Palabra que puedo llegar a entender que una empresa farmacéutica privada decida no gastar dinero en fabricar medicamentos con los que no se va a forrar. Es mucho entender, pero intento hacerlo. Ahora bien ¿no hay nadie más por ahí que se ocupe de estos asuntos? Para eso está el sector público que pagamos con nuestros impuestos.  Ya, que mientras no me toque a mí… ¿no?

Los ejemplos se multiplican en otros sectores. Leo de vez en cuando que no se investiga en modelos superiores de aviones, por ejemplo, por lo mismo… porque no son rentables. Si el viajero ya vuela, para qué darle mejoras que cuestan dinero. Y los dueños están para ganar cuanto más mejor. Pero ¿no hay nadie más que lo haga? El desarrollo se detiene por el beneficio inmediato.

Y ya llegamos a la honda preocupación de los especuladores (dejémonos ya del eufemismo “mercados”) por las revueltas árabes. Señores, aguántense con su hambre, su humillación y sus dictaduras, que nos fastidian el negocio.

Lo más asombroso es la falta de criterio de una buena parte de la sociedad que todo esto lo ve muy bien. En twitter tengo yo unos “cons” (abreviatura cariñosa de “neocons”) que discuten y todo las bondades del neoliberalismo, de buscar el lucro privado contra viento y marea. Más aún, lo que deje vivo Zapatero del sector público, se lo ventilará en dos días el Partido Popular. Y les votaremos para que lo hagan, y nos quedaremos tan anchos.

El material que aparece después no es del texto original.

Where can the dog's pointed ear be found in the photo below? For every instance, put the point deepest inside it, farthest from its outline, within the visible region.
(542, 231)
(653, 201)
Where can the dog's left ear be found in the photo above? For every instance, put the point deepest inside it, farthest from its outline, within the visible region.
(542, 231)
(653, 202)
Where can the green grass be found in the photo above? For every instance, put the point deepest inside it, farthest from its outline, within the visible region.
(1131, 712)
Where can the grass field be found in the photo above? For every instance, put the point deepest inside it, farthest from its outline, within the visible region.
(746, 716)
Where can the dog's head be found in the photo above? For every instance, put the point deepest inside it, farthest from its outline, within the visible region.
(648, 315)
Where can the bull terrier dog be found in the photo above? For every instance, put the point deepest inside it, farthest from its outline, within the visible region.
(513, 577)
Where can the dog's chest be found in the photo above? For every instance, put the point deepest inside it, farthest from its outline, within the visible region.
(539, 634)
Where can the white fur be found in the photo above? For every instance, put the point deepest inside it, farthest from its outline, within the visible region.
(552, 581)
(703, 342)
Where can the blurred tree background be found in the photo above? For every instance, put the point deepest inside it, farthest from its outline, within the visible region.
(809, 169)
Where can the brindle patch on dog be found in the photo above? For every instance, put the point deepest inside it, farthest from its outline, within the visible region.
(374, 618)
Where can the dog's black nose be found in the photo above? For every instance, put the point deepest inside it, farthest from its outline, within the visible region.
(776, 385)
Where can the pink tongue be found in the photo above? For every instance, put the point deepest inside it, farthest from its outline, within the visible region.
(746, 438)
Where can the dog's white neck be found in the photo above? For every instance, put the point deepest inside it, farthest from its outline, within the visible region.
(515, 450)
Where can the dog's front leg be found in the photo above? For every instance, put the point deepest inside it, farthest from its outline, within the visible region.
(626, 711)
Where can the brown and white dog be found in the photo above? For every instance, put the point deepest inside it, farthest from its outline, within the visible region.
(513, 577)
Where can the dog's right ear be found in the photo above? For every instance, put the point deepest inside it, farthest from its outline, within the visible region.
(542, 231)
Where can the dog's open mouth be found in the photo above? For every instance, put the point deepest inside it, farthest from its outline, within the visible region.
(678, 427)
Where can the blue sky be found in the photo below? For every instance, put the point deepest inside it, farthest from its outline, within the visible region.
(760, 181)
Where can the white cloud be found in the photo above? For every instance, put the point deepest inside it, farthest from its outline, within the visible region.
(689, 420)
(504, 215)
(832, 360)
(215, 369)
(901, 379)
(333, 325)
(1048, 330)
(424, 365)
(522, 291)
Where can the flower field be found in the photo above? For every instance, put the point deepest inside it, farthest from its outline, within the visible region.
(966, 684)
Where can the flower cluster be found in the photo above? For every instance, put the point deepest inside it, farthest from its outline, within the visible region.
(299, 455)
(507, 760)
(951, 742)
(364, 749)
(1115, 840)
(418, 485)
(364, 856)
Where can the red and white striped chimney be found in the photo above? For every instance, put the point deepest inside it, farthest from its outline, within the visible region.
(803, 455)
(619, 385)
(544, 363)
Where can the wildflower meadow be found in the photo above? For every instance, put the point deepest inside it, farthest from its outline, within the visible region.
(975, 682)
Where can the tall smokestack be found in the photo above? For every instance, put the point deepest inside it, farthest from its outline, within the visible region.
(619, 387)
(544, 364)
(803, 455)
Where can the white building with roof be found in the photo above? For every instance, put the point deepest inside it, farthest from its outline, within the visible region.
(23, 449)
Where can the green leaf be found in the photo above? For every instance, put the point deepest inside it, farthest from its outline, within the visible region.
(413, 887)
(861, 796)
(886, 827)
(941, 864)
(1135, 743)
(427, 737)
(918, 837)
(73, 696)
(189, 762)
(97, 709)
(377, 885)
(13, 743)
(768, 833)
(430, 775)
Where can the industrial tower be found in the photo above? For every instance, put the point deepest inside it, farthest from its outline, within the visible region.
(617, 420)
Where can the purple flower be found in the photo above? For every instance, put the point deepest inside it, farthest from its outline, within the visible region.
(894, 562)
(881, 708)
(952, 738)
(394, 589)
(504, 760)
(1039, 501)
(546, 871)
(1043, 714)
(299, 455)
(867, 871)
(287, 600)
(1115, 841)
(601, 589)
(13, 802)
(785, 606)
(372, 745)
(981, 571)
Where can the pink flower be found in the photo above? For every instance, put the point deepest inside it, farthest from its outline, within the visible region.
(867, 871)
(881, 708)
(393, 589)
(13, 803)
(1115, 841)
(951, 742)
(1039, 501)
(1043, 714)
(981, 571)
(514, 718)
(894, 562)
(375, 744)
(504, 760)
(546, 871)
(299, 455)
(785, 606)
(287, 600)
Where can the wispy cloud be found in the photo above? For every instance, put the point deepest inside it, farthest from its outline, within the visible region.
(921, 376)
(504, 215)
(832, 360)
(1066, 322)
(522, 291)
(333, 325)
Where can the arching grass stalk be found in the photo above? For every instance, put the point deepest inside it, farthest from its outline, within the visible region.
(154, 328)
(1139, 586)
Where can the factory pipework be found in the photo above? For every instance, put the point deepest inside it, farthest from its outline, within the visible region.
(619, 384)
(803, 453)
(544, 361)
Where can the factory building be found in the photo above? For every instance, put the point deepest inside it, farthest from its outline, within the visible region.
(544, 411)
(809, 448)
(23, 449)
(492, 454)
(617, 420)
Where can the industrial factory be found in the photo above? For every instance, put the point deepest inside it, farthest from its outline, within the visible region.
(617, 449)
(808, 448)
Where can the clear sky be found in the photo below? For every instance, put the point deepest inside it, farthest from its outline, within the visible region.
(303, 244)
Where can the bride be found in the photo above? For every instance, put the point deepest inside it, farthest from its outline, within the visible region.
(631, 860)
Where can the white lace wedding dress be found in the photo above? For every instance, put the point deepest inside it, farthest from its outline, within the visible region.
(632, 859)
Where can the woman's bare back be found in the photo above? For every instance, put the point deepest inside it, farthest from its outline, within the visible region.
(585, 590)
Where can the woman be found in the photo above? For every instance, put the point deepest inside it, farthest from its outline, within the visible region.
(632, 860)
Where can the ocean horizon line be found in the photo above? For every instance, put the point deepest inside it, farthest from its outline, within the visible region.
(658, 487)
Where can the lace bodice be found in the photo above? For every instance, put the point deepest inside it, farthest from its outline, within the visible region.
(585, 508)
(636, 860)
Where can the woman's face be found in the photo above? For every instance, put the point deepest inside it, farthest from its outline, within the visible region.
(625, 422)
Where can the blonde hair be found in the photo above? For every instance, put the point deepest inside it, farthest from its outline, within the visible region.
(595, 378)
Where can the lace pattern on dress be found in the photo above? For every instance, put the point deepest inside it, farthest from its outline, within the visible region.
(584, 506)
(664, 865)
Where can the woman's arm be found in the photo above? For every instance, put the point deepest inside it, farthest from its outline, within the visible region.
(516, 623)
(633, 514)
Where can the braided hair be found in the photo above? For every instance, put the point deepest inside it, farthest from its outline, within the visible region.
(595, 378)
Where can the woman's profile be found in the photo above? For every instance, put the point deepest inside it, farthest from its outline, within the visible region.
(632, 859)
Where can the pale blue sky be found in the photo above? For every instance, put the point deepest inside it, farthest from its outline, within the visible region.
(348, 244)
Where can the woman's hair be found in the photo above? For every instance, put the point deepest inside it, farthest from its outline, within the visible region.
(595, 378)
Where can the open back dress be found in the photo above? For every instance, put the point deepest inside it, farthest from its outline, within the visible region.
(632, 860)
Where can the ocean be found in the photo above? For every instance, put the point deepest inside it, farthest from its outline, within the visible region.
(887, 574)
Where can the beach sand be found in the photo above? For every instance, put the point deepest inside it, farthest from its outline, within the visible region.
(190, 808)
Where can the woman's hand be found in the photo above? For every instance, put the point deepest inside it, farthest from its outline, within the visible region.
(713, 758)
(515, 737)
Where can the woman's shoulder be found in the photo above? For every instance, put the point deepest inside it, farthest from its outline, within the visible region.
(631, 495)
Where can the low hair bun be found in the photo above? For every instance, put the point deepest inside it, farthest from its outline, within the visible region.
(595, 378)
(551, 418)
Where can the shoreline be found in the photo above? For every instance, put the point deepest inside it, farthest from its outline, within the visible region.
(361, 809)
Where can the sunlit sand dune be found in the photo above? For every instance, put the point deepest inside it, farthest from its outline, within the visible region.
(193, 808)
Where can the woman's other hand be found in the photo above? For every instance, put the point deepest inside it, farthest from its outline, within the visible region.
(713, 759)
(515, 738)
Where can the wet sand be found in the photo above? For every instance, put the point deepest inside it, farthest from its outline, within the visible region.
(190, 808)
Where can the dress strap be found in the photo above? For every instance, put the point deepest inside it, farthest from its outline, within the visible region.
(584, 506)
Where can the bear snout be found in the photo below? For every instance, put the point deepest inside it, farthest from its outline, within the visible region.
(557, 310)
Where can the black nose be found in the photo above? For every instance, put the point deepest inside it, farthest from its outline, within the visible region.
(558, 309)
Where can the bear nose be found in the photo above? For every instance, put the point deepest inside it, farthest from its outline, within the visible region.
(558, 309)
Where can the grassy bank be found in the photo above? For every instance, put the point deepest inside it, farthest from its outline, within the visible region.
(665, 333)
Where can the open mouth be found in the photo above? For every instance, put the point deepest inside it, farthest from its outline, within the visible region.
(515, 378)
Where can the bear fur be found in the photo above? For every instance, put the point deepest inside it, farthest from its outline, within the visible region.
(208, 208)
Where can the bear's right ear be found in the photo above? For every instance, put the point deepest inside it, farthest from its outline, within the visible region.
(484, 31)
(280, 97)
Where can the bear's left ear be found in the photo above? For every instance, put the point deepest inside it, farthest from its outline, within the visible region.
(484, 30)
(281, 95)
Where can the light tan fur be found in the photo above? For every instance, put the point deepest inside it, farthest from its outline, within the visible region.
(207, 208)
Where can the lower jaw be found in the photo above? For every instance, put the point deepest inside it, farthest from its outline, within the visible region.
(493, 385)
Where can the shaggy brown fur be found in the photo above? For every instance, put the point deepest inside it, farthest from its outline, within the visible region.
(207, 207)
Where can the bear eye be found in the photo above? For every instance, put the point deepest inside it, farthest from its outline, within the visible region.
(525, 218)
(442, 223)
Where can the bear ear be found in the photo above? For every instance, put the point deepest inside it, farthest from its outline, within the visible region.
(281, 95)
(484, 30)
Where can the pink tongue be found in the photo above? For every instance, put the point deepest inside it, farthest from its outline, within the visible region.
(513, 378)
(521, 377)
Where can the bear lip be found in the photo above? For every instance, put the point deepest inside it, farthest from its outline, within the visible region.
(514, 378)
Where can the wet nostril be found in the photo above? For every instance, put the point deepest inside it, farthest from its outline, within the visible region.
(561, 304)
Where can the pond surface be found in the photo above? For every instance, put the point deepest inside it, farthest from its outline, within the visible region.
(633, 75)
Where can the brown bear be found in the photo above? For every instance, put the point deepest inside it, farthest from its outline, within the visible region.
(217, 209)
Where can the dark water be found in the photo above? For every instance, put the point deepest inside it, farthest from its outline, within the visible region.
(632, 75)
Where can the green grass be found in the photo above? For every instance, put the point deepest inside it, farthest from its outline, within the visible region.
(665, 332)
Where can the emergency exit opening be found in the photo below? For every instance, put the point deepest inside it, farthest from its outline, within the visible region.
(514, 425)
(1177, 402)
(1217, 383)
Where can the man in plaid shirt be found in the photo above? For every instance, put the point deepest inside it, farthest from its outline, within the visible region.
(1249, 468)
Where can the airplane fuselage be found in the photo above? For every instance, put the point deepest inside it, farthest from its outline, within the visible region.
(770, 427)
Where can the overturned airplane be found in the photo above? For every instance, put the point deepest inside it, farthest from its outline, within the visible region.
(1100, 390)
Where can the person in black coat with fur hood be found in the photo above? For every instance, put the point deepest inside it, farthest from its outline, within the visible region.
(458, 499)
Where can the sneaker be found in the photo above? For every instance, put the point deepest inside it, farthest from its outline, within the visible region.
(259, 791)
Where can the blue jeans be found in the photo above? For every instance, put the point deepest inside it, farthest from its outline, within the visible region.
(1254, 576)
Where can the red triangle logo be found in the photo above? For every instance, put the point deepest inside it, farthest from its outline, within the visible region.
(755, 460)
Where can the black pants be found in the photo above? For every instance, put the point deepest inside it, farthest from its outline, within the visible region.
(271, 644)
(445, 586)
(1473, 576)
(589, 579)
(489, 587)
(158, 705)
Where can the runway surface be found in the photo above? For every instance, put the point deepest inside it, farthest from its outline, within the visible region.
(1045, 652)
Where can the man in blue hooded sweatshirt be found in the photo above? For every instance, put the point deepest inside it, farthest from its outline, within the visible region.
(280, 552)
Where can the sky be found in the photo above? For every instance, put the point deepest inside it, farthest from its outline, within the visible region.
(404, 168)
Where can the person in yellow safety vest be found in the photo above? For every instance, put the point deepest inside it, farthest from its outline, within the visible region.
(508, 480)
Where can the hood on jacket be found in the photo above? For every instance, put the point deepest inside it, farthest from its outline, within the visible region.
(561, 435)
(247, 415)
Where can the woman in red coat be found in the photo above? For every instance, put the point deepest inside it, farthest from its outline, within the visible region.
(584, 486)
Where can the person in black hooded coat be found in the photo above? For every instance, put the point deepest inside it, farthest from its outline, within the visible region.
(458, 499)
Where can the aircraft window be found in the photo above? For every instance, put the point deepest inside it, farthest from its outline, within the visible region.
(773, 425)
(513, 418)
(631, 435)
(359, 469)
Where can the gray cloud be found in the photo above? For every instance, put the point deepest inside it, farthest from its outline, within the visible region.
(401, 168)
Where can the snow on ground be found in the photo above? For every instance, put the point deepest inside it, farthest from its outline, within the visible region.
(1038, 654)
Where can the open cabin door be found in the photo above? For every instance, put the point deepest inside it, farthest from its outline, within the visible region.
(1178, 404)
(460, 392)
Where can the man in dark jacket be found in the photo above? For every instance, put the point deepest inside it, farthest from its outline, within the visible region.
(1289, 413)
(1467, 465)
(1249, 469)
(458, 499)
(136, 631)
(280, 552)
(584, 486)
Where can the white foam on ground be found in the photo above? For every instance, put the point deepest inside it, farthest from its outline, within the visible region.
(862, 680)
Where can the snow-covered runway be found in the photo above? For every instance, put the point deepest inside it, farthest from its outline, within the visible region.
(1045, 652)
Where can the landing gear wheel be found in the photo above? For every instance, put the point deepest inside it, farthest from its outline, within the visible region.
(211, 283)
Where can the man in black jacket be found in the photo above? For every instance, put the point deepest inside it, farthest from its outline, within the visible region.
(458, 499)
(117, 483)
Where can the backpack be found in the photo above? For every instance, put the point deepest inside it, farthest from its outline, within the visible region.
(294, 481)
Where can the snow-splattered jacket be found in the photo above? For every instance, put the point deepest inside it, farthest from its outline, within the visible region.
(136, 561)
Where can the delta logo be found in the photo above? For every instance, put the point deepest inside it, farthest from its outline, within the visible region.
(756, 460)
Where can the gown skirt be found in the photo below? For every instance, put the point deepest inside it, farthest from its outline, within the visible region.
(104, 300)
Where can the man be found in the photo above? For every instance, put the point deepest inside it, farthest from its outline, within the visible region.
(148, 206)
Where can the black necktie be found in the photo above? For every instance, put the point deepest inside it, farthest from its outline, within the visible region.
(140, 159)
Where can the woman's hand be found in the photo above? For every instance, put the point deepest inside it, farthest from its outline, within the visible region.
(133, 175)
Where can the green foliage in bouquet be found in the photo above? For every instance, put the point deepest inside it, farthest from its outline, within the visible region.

No consigo recordar el autor de un cuento que me impactó sobremanera hace muchos años. Era del realismo mágico sudamericano. Creía que de Cortazar pero lo busqué y no lo encontré. La historia hablaba de una ciudad para cuyo obligatorio acceso y salida, para vivir simplemente en ella, se debía atravesar un túnel. Cada cierto tiempo, las compuertas de ese túnel se cerraban y gaseaban a quienes se encontraban allí en ese momento. Todos lo sabían, pero era inevitable atravesarlo. Si te tocaba morir, mala suerte. Cada día pues atravesaban el túnel la mayoría. Y unos cuantos perecían en el intento. Y la cotidianidad seguía. Lo tenían asumido.

Ahora también nos está ocurriendo. Salud, justicia, víctimas de los bancos… al que le toca, con su pan se lo coma. El egoísmo elevado a los altares por el neoliberalismo es la causa. Lo peor es que no sé si todos los sabemos. Si estamos dispuestos a hacer algo por las víctimas, aunque no seamos nosotros mismos o seres queridos. Pero pasen, señores, el túnel de la suerte o la desgracia nos espera.